Contrapuestas a esos filmes propagandísticos rodados por encargo del régimen, esas figuritas encantadoramente verosímiles restituyen la inhumanidad de los años de terror de los jemeres rojos. Una de las escenas más conmovedoras es cuando el padre del cineasta decidió morir con dignidad. Se negó a comer para no continuar subsistiendo con raciones propias de animales. “Algunas veces, un pequeño gesto es suficiente para decir no”, comenta el narrador.

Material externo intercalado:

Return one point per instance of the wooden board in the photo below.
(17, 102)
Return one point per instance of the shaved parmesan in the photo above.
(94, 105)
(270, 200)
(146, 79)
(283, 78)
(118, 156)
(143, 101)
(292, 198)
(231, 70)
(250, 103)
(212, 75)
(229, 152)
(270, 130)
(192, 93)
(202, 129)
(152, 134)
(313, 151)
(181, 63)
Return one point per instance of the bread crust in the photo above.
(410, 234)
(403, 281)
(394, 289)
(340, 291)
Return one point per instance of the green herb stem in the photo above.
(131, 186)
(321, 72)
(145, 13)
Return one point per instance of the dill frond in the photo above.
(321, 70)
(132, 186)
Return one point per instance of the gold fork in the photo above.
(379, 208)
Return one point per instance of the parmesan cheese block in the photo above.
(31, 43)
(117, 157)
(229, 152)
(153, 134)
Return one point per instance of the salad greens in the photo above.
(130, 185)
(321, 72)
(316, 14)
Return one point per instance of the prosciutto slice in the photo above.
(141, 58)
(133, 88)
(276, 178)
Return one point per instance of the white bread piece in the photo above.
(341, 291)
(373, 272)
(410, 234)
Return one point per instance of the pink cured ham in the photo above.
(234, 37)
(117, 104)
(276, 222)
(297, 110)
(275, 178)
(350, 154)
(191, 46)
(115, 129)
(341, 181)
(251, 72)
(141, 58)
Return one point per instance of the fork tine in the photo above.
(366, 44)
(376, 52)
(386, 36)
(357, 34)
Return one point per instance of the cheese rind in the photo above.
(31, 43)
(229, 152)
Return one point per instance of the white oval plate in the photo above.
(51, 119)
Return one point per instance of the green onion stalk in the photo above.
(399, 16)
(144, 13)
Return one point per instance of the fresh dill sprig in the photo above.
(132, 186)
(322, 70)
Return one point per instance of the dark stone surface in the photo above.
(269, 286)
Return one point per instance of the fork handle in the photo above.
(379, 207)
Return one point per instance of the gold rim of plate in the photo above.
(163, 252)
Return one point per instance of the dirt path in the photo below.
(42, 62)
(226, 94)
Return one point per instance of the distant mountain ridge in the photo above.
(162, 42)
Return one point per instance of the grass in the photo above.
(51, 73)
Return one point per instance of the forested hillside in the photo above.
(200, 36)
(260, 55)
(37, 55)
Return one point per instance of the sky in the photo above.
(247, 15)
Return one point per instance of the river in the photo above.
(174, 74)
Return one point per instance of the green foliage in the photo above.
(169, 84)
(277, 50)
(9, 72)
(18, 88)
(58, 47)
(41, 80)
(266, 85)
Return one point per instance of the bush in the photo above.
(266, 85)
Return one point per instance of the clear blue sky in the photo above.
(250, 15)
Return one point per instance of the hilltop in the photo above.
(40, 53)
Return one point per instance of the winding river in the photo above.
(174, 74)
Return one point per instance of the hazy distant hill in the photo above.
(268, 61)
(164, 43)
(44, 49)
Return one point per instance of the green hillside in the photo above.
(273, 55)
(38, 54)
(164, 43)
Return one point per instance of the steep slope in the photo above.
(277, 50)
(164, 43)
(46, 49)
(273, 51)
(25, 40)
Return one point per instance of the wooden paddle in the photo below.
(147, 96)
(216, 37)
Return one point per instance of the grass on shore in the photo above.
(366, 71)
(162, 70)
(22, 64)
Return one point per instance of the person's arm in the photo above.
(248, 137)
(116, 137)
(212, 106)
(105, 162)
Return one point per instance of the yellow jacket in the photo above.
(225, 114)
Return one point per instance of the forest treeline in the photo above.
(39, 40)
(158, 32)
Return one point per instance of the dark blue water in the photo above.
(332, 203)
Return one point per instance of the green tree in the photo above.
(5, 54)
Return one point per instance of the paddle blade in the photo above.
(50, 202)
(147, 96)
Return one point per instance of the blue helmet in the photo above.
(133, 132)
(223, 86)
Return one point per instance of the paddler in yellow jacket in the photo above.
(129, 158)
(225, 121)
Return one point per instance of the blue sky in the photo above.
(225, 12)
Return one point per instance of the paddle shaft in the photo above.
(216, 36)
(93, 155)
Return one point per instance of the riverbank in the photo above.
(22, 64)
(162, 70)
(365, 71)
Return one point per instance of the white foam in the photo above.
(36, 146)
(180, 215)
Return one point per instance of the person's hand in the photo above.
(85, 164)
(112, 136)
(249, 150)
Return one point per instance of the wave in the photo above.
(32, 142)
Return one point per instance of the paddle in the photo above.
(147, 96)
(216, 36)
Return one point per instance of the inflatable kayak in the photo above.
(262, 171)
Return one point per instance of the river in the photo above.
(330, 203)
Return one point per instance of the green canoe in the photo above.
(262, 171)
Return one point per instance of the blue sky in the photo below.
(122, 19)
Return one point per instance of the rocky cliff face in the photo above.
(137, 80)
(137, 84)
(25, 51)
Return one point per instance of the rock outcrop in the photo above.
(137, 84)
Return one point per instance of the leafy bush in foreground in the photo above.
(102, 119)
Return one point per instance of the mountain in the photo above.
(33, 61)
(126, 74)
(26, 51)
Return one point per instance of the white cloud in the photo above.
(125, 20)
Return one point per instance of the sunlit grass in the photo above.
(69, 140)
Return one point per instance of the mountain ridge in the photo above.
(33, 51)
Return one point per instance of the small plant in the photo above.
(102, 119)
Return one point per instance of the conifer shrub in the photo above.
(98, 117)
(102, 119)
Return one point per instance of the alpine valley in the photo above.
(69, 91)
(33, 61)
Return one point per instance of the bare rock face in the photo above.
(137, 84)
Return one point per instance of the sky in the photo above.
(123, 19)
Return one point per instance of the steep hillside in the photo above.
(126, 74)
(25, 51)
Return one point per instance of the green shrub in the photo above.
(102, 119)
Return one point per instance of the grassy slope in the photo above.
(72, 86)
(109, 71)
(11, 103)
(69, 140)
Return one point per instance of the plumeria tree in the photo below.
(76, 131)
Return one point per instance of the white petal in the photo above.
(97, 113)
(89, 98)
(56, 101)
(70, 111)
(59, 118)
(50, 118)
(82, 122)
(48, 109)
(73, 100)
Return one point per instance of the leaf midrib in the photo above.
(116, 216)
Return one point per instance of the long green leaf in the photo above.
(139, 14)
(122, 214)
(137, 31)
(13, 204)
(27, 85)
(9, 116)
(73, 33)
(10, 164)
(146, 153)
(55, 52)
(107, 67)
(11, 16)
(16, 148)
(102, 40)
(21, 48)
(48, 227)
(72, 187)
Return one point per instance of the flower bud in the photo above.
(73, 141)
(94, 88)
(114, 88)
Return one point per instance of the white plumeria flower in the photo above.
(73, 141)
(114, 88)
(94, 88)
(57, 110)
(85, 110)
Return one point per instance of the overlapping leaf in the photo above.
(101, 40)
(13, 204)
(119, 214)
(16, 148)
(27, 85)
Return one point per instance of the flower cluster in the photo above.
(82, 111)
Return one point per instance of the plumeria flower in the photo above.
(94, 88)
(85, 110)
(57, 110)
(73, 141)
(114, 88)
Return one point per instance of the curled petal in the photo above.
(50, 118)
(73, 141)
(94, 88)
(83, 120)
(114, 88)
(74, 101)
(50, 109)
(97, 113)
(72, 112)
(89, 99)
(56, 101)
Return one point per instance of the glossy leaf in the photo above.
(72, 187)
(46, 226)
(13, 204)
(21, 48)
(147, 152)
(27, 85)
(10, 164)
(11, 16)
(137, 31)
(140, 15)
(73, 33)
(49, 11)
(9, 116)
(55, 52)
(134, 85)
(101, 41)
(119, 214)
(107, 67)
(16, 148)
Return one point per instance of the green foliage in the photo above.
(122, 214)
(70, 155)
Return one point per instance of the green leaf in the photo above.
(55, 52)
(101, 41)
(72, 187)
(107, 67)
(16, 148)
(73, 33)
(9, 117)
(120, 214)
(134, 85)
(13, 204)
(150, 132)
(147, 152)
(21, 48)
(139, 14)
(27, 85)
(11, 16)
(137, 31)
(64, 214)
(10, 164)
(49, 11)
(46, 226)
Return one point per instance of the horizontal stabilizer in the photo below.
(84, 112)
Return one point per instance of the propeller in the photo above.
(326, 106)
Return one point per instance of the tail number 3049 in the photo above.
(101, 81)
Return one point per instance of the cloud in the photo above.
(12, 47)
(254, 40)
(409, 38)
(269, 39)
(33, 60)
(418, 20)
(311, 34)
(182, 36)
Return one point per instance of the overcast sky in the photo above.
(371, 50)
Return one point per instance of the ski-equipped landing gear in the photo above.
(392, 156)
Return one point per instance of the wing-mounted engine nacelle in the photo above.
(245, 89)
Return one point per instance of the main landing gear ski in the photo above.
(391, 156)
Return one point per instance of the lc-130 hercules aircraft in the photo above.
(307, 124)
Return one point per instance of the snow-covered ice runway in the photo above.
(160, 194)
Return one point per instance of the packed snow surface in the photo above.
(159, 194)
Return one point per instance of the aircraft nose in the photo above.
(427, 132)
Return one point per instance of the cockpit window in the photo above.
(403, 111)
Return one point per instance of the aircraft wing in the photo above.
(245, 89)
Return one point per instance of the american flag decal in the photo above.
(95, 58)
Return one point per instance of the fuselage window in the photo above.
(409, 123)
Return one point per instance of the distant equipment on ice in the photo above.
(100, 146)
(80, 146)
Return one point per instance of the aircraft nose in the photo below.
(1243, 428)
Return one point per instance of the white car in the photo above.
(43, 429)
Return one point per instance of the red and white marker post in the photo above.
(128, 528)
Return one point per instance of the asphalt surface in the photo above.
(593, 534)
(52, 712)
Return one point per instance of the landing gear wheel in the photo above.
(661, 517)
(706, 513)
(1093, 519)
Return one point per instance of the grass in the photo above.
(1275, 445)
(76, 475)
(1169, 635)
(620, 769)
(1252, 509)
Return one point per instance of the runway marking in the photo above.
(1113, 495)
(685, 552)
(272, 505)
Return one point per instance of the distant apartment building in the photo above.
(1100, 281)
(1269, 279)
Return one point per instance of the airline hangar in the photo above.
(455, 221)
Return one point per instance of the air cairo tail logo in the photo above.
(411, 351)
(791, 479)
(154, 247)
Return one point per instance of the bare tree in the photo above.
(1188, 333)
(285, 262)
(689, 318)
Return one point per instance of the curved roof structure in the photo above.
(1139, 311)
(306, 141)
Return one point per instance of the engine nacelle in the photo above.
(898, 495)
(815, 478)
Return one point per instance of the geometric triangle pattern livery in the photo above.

El muñequito que representa al cineasta mira aterrorizado cómo hombres y mujeres, jóvenes y viejos, eran obligados a trabajar, golpeados hasta la muerte, forzados a admitir que habían robado un mango para luego ser ejecutados por ello. “Mi país de pronto odiaba el conocimiento, las escuelas se convertían en centros de exterminio y las bibliotecas en chiqueros para alimentar a los cerdos”, expresa a través del narrador. Todo eso se hacía en nombre de los ideales revolucionarios de un régimen extremo que tenía el primitivismo como patrón de pureza. Por otro lado, a pesar de o tal vez por lo sombrío que son los hechos que se reflejan, Rithy Panh incluye escenas de sus años felices, en los que podía ir al cine antes de que las salas fueran quemadas por los jemeres rojos.

El filme cuenta con un guión escrito por Rithy Panh y Christophe Bataille, quien ya había colaborado con el cineasta en la escritura de La eliminación. Es una narración sobria, que fluye suavemente entre el testimonio autobiográfico, el relato histórico y los comentarios críticos y, en ocasiones, amargamente irónicos. A través de ella, Rithy Panh tira del hilo de los recuerdos para contar su historia, similar a la de muchos otros de compatriotas suyos. Sin embargo, la voz que se escucha corresponde al actor Randal Douc, quien lee los textos con un tono apacible y melancólico.

Aunque había dedicado ya varios documentales a la tragedia que vivió su país, esta es la primera vez que Rithy Panh aborda ese tema a partir de un rastreo interior y desde una perspectiva intimista. En La imagen perdida, ha tenido el coraje de volver la cámara hacia sí mismo y rememorar aquellos hechos en primera persona del singular. Pudo hacerlo porque encontró la forma apropiada que le permite decir yo sin riesgo de egocentrismo y de resultar llorón. El resultado es un filme confesional, en el que narra sus vivencias con sencillez, humildad y sin victimizarse, pero sin restarle valor a su experiencia personal. Y con sus recuerdos, además de rendir tributo a su familia y a todas las personas aniquiladas, celebra el individualismo que el régimen de Pol Pot trató de erradicar.

En La imagen perdida, esos recuerdos se transforman en arte trascendente, en una obra de altos valores artísticos. Cine pequeño en dimensiones, de bajo presupuesto, que emplea efectos artesanales y deliberadamente simples, pero en cuya estética no hay nada de naif. El término documental resulta aquí además una etiqueta inadecuada para describir un filme insólito, que hace un novedoso acercamiento a un tema terrible. Asimismo Rithy Panh ha tenido la capacidad de encontrar soluciones cinematográficas al problema de la representación.

A través de una dirección sutil, sugestiva, precisa en los detalles, el cineasta camboyano ha creado un poético trabajo de arqueología emocional e histórica, que demuestra la capacidad del cine para registrar y preservar la memoria de la ignominia.